Although the writer firmly believes in the co-operative marketing of farm produce, and considers that the success already secured in this work is conclusive evidence of the practicability and desirability of co-operation, it would not be fair to infer that co-operation has entirely driven out private or corporate enterprise. Just as a goodly per cent. of the citrus fruit of California is still handled by private dealers, so in Denmark we find that nearly one-half of the eggs sent to England are handled by private companies. Let it be noted, however, that these companies maintain a system of buying on merit which enforces high quality that is not to be found where private buyers are without the spur of co-operative competition. Before co-operation entered the orange regions of California, the fruit was poorly packed and handled and the markets at times so glutted, that shipments of fruit sometimes failed to pay the freight, and this was actually charged back to the unfortunate grower. Co-operation has done away with this waste. In like manner the great loss from decomposed eggs and half hatched chicks is unknown to the egg trade of Denmark.
Corporation or Co-operation?
The community of farmers producing a large quantity of a single kind of product is the coming form of agricultural enterprise. Will this community be promoted by corporation or by co-operation?
Arthur Brisbane says, "As individual control of the Government has been superceded by collective control, so individual control of industries will be followed by collective control.
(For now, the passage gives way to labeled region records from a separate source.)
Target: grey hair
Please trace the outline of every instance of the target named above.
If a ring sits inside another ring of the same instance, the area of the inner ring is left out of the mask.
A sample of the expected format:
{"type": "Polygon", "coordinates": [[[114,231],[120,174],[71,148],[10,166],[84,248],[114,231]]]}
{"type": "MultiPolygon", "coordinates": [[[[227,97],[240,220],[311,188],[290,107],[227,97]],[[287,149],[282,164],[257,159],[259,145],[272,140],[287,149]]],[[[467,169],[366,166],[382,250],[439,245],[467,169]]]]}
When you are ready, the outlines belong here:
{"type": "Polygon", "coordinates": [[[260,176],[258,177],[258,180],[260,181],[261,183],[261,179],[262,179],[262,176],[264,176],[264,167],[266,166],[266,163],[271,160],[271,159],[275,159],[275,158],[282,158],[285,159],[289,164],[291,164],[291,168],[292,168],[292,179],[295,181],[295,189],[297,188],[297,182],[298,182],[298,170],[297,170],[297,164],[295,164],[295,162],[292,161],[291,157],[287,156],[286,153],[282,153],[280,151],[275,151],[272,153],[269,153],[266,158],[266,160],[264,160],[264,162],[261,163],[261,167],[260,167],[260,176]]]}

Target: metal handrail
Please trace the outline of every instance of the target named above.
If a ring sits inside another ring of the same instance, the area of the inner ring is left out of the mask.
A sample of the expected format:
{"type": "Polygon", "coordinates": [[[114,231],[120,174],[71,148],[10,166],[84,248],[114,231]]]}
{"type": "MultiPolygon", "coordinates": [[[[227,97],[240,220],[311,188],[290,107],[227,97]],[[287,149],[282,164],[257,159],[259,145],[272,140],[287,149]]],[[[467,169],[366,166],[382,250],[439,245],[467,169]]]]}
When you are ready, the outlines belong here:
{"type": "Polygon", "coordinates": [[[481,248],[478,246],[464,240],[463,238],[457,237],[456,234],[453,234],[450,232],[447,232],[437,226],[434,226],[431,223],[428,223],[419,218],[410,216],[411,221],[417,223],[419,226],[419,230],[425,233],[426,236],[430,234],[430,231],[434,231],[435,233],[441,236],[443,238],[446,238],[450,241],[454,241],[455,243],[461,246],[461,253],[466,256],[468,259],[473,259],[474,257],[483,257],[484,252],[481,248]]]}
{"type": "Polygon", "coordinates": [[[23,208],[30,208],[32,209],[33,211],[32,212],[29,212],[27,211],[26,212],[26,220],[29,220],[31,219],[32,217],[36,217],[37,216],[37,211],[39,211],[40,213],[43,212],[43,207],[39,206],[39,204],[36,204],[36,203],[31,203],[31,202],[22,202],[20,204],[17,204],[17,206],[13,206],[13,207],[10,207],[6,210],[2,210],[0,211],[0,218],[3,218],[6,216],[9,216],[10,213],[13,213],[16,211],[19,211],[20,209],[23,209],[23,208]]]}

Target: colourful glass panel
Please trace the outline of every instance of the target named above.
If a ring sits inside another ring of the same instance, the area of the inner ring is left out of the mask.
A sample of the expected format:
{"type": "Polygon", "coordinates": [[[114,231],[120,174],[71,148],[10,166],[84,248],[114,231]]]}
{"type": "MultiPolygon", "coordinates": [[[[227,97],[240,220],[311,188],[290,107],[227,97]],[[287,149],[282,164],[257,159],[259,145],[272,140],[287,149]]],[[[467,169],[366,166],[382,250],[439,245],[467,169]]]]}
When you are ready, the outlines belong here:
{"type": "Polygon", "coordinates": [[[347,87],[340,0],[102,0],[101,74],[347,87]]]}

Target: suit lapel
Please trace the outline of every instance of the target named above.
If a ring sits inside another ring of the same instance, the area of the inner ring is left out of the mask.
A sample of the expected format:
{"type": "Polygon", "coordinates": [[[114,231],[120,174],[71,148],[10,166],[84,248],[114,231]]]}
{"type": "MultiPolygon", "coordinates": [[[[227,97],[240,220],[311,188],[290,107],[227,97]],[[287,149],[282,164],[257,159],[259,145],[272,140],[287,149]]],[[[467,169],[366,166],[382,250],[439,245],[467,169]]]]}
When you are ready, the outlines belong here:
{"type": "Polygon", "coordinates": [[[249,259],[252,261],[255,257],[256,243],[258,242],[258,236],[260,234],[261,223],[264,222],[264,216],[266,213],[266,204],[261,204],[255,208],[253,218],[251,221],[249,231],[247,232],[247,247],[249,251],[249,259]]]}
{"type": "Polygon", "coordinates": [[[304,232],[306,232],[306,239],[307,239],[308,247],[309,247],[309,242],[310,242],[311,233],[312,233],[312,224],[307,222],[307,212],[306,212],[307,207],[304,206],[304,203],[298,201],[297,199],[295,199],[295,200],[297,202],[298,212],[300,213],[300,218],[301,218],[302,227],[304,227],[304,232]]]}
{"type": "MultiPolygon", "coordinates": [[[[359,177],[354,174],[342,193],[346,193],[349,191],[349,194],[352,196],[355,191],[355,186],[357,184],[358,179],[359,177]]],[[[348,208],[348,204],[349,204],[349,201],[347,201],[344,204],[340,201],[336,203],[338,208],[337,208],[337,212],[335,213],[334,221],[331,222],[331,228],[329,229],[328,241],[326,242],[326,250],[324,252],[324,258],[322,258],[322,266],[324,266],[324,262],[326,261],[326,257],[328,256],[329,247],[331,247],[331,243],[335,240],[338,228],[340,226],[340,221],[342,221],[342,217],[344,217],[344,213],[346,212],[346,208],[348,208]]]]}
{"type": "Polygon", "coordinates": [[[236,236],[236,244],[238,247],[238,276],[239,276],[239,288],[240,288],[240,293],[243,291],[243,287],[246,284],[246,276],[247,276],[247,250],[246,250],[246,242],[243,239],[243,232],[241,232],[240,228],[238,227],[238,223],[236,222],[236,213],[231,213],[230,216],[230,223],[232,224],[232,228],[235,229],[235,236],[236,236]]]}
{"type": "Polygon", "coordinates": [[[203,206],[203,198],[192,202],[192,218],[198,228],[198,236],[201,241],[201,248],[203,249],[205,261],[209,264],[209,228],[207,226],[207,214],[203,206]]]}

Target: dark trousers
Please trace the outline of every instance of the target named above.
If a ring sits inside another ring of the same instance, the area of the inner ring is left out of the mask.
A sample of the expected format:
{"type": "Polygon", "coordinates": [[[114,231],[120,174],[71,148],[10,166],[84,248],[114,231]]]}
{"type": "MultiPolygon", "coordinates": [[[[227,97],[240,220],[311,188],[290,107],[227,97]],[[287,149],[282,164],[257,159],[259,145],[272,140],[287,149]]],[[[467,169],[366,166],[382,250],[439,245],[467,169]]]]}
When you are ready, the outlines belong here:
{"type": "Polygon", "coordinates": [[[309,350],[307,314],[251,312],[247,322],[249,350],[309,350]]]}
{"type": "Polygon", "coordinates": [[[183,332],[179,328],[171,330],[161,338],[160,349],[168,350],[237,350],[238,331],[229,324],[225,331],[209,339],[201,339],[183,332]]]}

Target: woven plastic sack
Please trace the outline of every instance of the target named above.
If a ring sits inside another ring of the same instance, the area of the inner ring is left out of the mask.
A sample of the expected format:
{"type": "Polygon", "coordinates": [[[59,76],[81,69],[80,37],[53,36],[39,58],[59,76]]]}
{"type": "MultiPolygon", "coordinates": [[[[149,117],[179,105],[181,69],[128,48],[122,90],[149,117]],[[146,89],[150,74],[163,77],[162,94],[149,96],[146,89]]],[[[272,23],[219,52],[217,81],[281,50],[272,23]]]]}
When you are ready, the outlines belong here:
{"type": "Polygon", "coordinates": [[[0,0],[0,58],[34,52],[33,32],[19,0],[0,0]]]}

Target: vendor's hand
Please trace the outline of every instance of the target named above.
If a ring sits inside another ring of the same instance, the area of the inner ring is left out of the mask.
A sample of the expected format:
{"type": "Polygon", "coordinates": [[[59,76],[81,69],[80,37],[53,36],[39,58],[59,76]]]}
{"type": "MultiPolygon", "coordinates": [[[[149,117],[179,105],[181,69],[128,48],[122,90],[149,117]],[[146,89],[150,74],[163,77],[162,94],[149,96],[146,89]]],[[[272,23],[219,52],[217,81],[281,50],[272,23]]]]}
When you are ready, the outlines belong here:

That is the natural order."
Brisbane is right. The individual, or the corporation, which is an individual using other men's money, foreruns co-operation, because the individual knows exactly what he wants to do and the big group of individuals does not know what they want or how to do it until individuals have, by concrete successes, shown them.
When the creameries were started, co-operative creameries were unsuccessful and could not compete with privately owned creameries. The farmers have now become too wise to be "easy-marks" to the fake creamery promoters or to trust their butter sales to a comparative stranger and co-operation is a success.
Poultry communities cannot be made out of whole cloth by the co-operative plan. Private corporations will be necessary to launch these enterprises. When they have reached the stage of development now to be seen in Little Compton and Petaluma they are ready for co-operation.
I have emphasized the point that the private corporation is the natural forerunner in this matter in order to discourage premature or over-ambitious efforts at co-operation. Whenever a community of poultrymen or, for that matter, a community of growers of any perishable form of products, who are already successful in the producing end, wish to take up co-operation and will see that men are selected to manage it who will use the same precautions to guard against incompetency or graft that they, as individuals, would use in their own business, there is excellent chance of success.
Go slow. Do not expect to get rich quick by "cutting out the middleman's enormous profits," for the middleman's profits are not enormous, and if you see that your co-operation is not paying, give it up and confess to yourselves that you do not know as much about the business as your private competitors.